Just noting that types have been around in programming longer than 2012 (when TypeScript first came out).



Didn't get the impression OP meant otherwise. Read it more like "large javascript codebases" where types weren't possible before.


Yeah, it's just funny how the JavaScript community is all jumping on the types bandwagon right now and acting like it's some new discovery or something.


I don't understand this type of negativity.

It's possible for someone to be an expert in both JavaScript and OCaml. Or any language. The JavaScript language is both approachable and in wide use, attracting not only novices, but experts from many domains.

It seems silly to assume the "JavaScript community" is no more than its lowest common denominator of novice programmers, jumping on bandwagons without any historical context. People are jumping on bandwagons, sure. But every bandwagon needs a driver, who by necessity must be an expert in multiple domains.

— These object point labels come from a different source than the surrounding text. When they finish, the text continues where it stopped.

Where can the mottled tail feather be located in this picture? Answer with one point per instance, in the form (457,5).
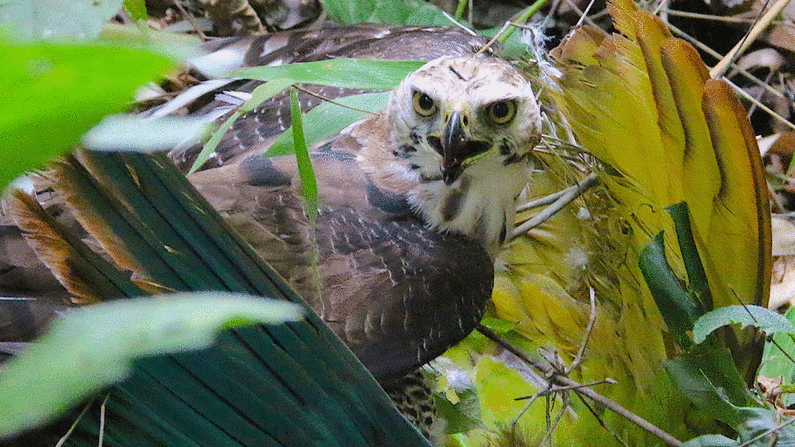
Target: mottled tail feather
(413,397)
(84,273)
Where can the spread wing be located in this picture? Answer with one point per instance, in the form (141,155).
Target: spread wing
(258,129)
(398,293)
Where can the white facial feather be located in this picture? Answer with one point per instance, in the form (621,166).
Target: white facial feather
(480,202)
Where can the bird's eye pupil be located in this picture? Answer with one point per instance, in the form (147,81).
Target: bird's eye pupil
(426,103)
(501,110)
(423,104)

The people pushing these trends are not naive to their historical context. They simply see practical benefits worthy of experimentation, and they don't let emotional attachments to their knowledge cloud their judgment.


Why do you sound aggrieved about it? Types _are_ new for javascript. Until a few years ago there was no way to build for the web using a typed language unless you were using things like GWT or Haxe.

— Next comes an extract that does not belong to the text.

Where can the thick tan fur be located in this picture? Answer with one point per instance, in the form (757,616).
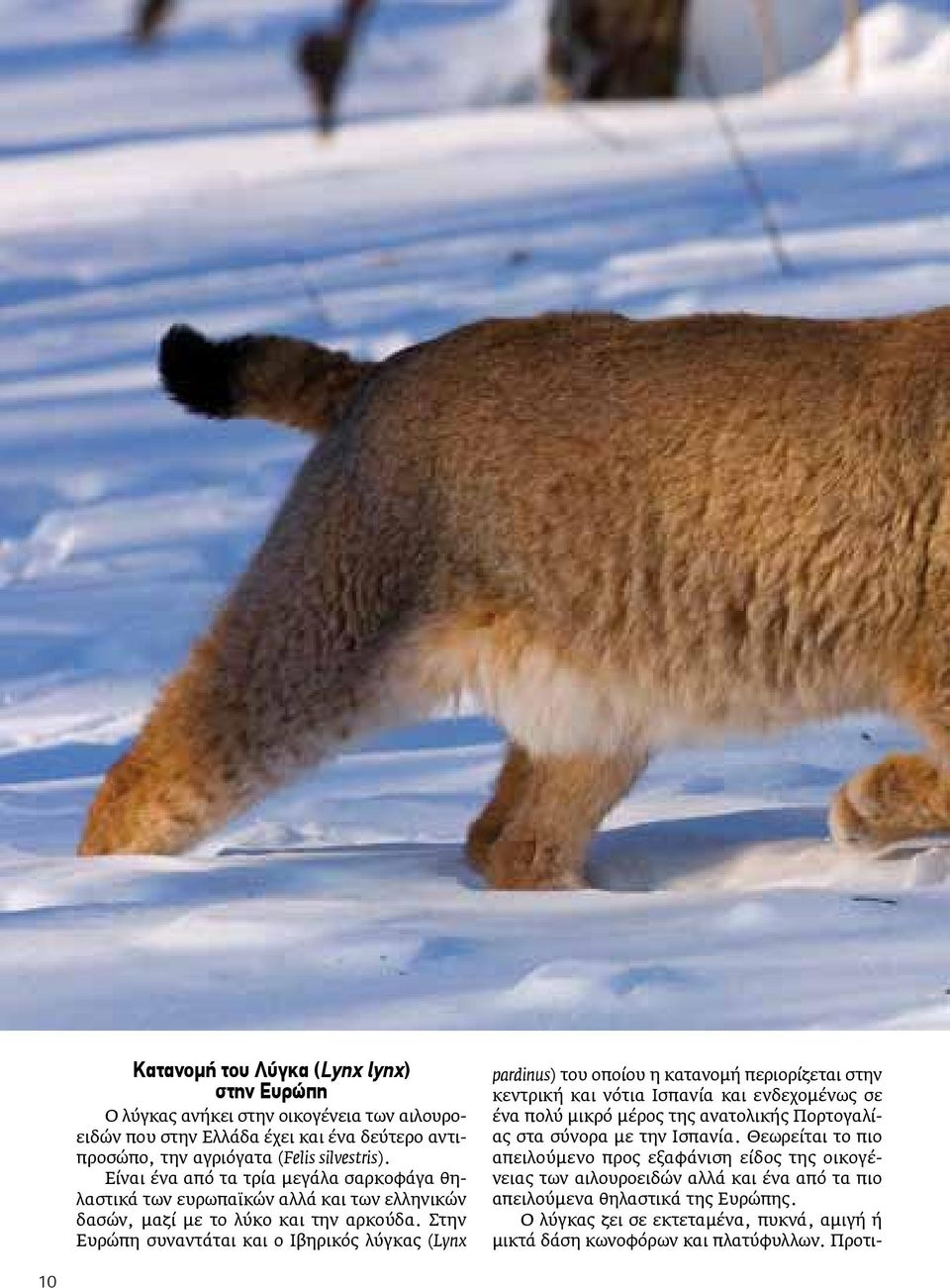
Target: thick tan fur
(617,535)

So, there were type languages that compiled to JavaScript.


I work on Reason, so I think I'm relatively unbiased enough to address this. JavaScript's widely popular, disregarding why it's come to be this way. Any language this popular (and with a history of being used in a different context, nonetheless) ends up having warts and being used by folks who are sometimes less skilled.

In that regard, "jumping on the types bandwagon like it's some new discovery" is exactly right, because it's indeed lots of people's first language. But I don't see why this should sound so negative. Newcomers are now introduced to types and they're amazed by them. That's welcomed and we shouldn't feel they're taking away our own shiny toy and tainting them or whatever.

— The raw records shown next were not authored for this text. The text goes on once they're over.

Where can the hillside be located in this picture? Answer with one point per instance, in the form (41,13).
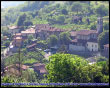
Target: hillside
(6,4)
(58,14)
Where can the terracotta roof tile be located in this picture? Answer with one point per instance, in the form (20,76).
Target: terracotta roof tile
(107,45)
(86,32)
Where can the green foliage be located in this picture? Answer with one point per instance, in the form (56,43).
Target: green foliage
(21,20)
(101,59)
(106,26)
(63,67)
(93,26)
(76,7)
(102,11)
(71,68)
(60,19)
(65,38)
(103,39)
(64,11)
(53,40)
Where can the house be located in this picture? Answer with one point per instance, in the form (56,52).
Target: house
(14,29)
(45,30)
(85,40)
(32,47)
(17,42)
(14,69)
(28,32)
(106,51)
(40,69)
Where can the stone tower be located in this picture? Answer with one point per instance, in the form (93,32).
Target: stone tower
(100,25)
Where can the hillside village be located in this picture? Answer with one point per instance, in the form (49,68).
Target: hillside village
(29,50)
(82,41)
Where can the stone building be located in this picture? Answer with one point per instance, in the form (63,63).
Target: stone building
(14,29)
(45,30)
(86,40)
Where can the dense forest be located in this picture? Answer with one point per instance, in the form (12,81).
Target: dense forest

I think it pays to be nice to beginners. Sure, you don't get the usual quality you're looking for in a niche expert language where communications are atomic, on-point, and lossless, but that's _OK_. All in all, things like a better type system, better language semantics and better paradigms are still worth fighting for.


Nobody is acting like it's a new discovery. They're acting like it's newly possible in the Javascript eco-system..which is true.